Orrigoni avanti. È ballottaggio

La Prealpina - 06/06/2016

Orrigoni davanti a Galimberti. Il candidato sindaco del centrodestra in vantaggio sul rivale del centrosinistra. Questo è il responso, ufficioso, delle 2.30, a tre ore dalla chiusura dei seggi, quando le sezioni scrutinate erano 23 su 85 e perlopiù le meno indicative (perché con minori votanti). Ma la tendenza, confermata da un exit poll diffuso dalla trasmissione “Porta a Porta”, è appunto quella di un distacco, nell’ordine di pochi punti percentuali (47,02% contro 41, 26%), a favore di Paolo Orrigoni, l’imprenditore sostenuto da sette liste, tra cui Lega e Forza Italia. In realtà, le prime sezioni lo davano addirittura sopra il 50% ma essendo quelle meno incisive e ribaltabili da sezioni numericamente forti, la sensazione netta è stata quella appunto del ballottaggio.

Se confermata, i varesini torneranno dunque alle urne tra due settimane per scegliere tra Orrigoni e Davide Galimberti, il candidato del centrosinistra. E Stefano Malerba, aspirante sindaco della Lega civica, da molti ritenuto il terzo incomodo o quantomeno l’ago della bilancia in caso di secondo turno? Il risultato, stando sempre a proiezioni, non sarebbe superiore al 7-8%. L’affluenza – questo sì dato ufficiale – è stata del 55,89%; detto altrimenti 36.702 elettori si sono recati alle urne su un totale di 65.663.

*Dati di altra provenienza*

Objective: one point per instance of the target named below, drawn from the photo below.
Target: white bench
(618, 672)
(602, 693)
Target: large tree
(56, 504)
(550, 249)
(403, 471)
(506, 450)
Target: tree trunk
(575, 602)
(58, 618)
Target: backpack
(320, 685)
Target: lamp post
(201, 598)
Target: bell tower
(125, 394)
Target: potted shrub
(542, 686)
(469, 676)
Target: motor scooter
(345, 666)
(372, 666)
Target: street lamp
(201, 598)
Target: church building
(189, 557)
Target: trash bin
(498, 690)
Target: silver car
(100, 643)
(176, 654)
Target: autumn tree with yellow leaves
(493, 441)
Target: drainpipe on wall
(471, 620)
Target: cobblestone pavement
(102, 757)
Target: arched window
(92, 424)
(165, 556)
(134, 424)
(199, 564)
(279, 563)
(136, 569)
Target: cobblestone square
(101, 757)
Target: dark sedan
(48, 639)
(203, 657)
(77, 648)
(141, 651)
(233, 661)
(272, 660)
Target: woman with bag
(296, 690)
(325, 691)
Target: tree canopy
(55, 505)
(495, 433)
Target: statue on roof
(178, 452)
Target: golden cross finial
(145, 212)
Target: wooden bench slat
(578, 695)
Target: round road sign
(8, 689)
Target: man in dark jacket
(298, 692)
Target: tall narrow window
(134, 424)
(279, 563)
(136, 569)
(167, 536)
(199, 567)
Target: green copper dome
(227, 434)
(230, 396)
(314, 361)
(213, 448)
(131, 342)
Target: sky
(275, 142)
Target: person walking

Come detto, il primo dato, dopo ore, è stato di 23 sezioni su 85 con 3.041 voti a Orrigoni e 2.669 a Galimberti. Quest’ultimo è arrivato a Palazzo Estense dopo le 2 di notte e, commentando i primi dati, ha parlato di «sostanziale parità» e di «miglior risultato da sempre del centrosinistra. Ora si gioca tutto al ballottaggio». Una decina di minuti dopo è giunto a Palazzo Estense Paolo Orrigoni (i due non si sono incrociati), il quale non ha però voluto commentare i primi dati: «È ancora presto. Sono sereno». Se sarà confermato il vantaggio del centrodestra, verranno sminuiti i sondaggi, quelli almeno diffusi dallo staff del Pd, che attribuivano a Galimberti un distacco abbastanza vistoso su Orrigoni.

Ma la notte era ancora lunga. L’unica (quasi) certezza quella del ballottaggio. Dino De Simone, capolista di “Progetto Concittadino”, forza a sostegno del centrosinistra, ha osservato infatti che il secondo turno, alla luce dei dati parziali, sembrava quasi inevitabile. «Al ballottaggio 500 voti fanno la differenza, è tutta ancora da giocare». E i sondaggi in parte smentiti? «I sondaggi vanno presi come tali, c’era una forbice e non sono se il dato finale si allontanerà tanto da questa previsione». Da oggi, con i numeri ufficiali, le due coalizioni – centrodestra e centrosinistra – cominceranno a ragionare sui prossimi 14 giorni per tentare il colpo finale.